3. Pure Vanilla – $200
This one you know for sure. It’s almost anywhere, from the cookies you now wish for since I just mentioned them to all the goodies out there for which vanilla is one of the main ingredients. This widespread spice comes from Madagascar, Reunion, South Pacific or Central and South America.
But if it’s that widespread, why is it so expensive? Well, the process of hand-pollinating the flower of the plant is the one to give its price. It’s a very complicated and time consuming process.
The best natural vanilla is grown in Madagascar and Mexico and the price per pound goes up to $200.
2. Organic Fennel Pollen – $500
You may have heard about the fennel plant, which originated on the shores of the Mediterranean but is now widely cultivated in many parts of the world. It’s one of the main ingredients of absinthe. Pollen is the most potent part of the plant and it’s very hard to find since the harvesting is an intense labor, making it exotic.
Fennel Pollen adds a sweet savory flavor to the food, transforming the dish into something special.
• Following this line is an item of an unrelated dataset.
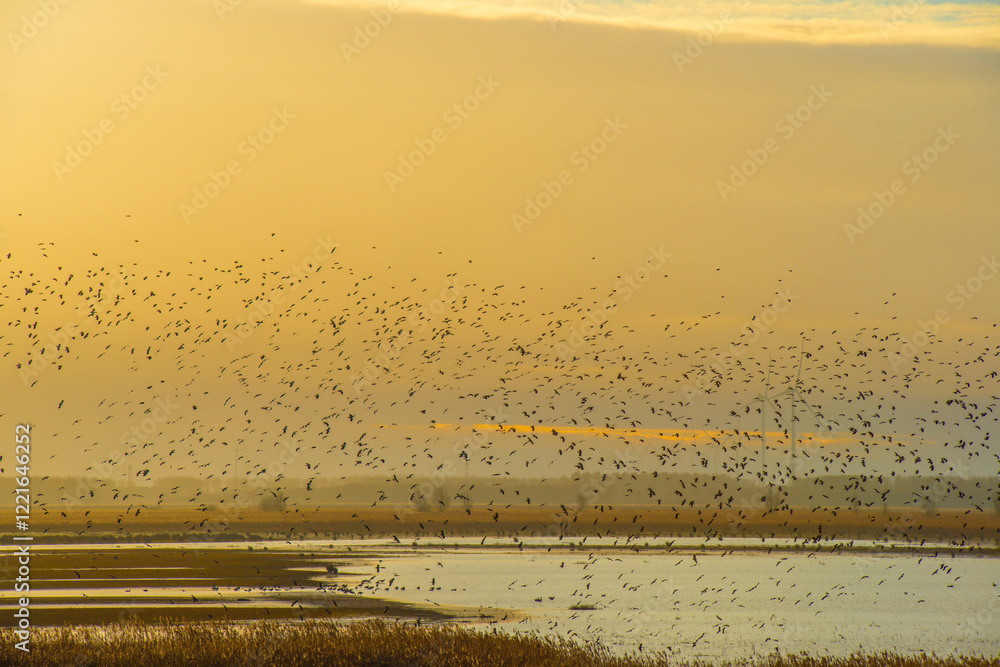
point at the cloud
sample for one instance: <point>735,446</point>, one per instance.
<point>906,21</point>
But beware of the price, which is as exotic as the pollen itself and may go up to around $500 for a pound.
1. Saffron – $5,000
Used for thousands of years as seasoning, medicine or fragrance, Saffron seems to have originated in Central Asia and comes from the Crocus Sativus flower, a domesticated plant that has no known wild relative. Saffron has a sweet aroma with grass or hay-like notes, and is used on a wide scale in Persian, Indian, Arab and European cuisines.
The other thing you should know is that Saffron is by far the most expensive spice in the world. The reason? Harvesting the plant is a meticulous process. Each flower has three stigmas and it takes 50,000 to 75,000 flowers to produce one pound of dried saffron threads, totaling to over 20 hours of labor.
Back in the times of Persians, Greeks and Romans, Saffron was worth its weight in gold. This can be said today as well, since the price for one pound of Saffron might even go up to $5000.